[CWB] cwb-huffcode error

Wed Oct 20 09:06:34 CEST 2010

After a quick shufty at the code....

>>>> The minimal length = 100 and maximal length = 0 may be init values,
indicating that the main loop didn't run.

That's exactly the case.

362	  hc->min_codelen = 100;
363	  hc->max_codelen = 0;

and then later

567	  if ((hc->max_codelen == 0) && (hc->min_codelen == 100)) {
568	
569	    fprintf(stderr, "Problem: No output generated -- no
items?\n");
570	    nr_codes = 0;
571	
572	  }

And actual compression of the attribute happens in the else of that if.

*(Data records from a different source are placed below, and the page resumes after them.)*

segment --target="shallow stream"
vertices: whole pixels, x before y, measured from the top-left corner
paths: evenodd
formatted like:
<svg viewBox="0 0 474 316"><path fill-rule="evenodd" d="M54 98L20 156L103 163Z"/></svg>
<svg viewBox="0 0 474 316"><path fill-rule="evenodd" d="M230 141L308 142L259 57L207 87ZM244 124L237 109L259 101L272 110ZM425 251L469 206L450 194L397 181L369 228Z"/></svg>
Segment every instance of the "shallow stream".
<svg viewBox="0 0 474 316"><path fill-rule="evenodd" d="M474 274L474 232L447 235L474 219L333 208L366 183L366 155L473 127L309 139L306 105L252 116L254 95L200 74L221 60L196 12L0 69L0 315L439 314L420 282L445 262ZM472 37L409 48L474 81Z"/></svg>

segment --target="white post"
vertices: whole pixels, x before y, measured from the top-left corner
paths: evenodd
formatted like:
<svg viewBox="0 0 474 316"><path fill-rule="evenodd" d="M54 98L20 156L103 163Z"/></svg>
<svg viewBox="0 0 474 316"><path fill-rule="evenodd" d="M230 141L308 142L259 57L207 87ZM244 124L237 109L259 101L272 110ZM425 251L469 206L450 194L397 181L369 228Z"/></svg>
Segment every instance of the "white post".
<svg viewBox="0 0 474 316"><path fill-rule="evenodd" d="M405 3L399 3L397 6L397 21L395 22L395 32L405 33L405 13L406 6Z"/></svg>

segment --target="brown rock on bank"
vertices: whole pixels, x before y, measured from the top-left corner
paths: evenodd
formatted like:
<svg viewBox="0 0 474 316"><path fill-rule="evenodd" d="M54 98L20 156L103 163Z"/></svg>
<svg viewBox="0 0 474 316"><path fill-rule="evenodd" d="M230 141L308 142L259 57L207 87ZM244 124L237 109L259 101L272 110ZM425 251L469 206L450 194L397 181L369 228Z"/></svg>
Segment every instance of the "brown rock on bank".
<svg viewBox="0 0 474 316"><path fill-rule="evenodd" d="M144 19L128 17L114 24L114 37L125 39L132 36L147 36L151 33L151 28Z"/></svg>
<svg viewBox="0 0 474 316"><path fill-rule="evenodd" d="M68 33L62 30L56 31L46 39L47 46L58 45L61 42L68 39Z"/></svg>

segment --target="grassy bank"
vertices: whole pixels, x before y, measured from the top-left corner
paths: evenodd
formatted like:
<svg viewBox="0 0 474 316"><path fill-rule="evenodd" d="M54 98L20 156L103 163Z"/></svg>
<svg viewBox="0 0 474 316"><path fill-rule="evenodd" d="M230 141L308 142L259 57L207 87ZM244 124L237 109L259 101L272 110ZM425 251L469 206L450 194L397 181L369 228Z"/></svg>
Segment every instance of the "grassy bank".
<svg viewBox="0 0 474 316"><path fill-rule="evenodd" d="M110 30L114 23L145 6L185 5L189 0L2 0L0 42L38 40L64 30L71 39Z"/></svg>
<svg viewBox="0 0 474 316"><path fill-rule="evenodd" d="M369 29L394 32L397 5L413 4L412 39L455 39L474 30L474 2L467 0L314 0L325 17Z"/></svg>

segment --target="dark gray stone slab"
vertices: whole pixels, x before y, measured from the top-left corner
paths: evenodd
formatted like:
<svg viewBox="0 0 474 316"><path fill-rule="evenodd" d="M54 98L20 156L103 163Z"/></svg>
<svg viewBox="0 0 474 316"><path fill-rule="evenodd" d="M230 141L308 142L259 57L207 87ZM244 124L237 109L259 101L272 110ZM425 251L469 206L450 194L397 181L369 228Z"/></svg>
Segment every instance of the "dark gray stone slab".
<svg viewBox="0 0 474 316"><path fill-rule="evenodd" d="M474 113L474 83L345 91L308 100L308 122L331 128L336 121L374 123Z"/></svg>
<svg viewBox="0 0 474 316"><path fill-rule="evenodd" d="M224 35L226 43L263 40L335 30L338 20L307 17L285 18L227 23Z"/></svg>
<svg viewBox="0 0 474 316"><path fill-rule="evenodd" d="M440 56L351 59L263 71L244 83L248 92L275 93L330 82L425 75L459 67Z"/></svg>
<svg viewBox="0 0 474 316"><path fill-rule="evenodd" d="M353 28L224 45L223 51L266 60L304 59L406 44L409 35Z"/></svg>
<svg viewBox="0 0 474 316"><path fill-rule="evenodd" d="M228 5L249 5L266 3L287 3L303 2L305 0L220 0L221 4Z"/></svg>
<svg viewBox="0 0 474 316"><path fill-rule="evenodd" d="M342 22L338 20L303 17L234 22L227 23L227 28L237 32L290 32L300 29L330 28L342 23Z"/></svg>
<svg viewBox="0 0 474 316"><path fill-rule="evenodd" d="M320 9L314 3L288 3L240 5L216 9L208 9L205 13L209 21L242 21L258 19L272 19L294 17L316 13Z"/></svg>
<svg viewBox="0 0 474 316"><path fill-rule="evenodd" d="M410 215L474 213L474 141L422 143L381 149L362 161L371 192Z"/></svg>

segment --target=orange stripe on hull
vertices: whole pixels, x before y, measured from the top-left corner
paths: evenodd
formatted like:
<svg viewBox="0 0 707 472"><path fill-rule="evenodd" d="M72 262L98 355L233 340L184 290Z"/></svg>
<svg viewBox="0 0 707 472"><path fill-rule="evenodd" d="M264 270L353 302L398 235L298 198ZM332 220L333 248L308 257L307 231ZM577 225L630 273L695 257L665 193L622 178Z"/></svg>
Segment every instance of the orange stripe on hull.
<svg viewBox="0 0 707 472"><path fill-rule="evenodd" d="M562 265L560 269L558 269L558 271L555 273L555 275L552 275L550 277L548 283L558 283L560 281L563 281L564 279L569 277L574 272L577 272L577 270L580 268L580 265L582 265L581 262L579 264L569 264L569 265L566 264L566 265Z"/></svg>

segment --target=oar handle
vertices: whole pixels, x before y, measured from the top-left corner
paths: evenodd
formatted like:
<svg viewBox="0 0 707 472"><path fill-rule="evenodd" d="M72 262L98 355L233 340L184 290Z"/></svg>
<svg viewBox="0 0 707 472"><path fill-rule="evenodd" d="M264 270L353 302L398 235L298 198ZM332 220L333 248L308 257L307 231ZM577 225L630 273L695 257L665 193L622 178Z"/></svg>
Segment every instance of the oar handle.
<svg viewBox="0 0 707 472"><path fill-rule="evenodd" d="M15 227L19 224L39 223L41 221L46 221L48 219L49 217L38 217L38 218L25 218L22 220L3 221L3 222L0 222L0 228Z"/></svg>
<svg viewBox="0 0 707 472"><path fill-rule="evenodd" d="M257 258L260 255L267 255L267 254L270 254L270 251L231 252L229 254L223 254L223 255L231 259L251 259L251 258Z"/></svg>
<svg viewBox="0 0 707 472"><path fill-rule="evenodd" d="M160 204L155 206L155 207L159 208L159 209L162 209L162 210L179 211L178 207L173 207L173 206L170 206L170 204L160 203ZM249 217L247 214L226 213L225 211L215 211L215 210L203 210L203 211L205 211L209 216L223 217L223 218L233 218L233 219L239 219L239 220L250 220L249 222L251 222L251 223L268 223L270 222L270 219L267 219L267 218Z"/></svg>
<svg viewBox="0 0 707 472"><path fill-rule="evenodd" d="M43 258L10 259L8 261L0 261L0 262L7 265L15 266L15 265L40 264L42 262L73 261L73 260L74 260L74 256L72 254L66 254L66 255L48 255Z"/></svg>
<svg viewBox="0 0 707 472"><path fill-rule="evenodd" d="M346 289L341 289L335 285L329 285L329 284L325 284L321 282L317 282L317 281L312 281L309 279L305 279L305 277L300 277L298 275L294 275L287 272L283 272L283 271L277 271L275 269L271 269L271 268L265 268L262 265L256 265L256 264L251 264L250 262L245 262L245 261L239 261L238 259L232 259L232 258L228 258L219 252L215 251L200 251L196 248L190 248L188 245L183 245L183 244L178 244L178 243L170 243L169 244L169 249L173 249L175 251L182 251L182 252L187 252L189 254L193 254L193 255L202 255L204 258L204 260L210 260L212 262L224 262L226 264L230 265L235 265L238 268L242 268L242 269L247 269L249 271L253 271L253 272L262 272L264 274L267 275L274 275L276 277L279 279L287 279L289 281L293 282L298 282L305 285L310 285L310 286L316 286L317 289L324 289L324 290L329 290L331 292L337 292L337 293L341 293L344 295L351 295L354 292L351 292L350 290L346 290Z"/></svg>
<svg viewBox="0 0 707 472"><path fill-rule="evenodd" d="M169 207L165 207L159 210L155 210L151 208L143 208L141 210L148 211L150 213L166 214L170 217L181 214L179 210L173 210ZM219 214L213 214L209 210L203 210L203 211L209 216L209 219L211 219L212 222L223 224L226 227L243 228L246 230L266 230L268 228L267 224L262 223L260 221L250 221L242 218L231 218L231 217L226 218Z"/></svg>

The loop in which they're set away from their init values has this
condition:

for (i = 0; i < hc->size; i++)

hc->size in this case is 1. But there is a continue; condition mid-loop
which, if met, would increment i to 1 and ensure that hc->min_codelen
and hc->max_codelen are never reset, thus triggering the empty-attribute
detector further down the line.

>>>> Does anybody have time to take a closer look at the source code and
figure out what the Huffman algorithm does _exactly_?  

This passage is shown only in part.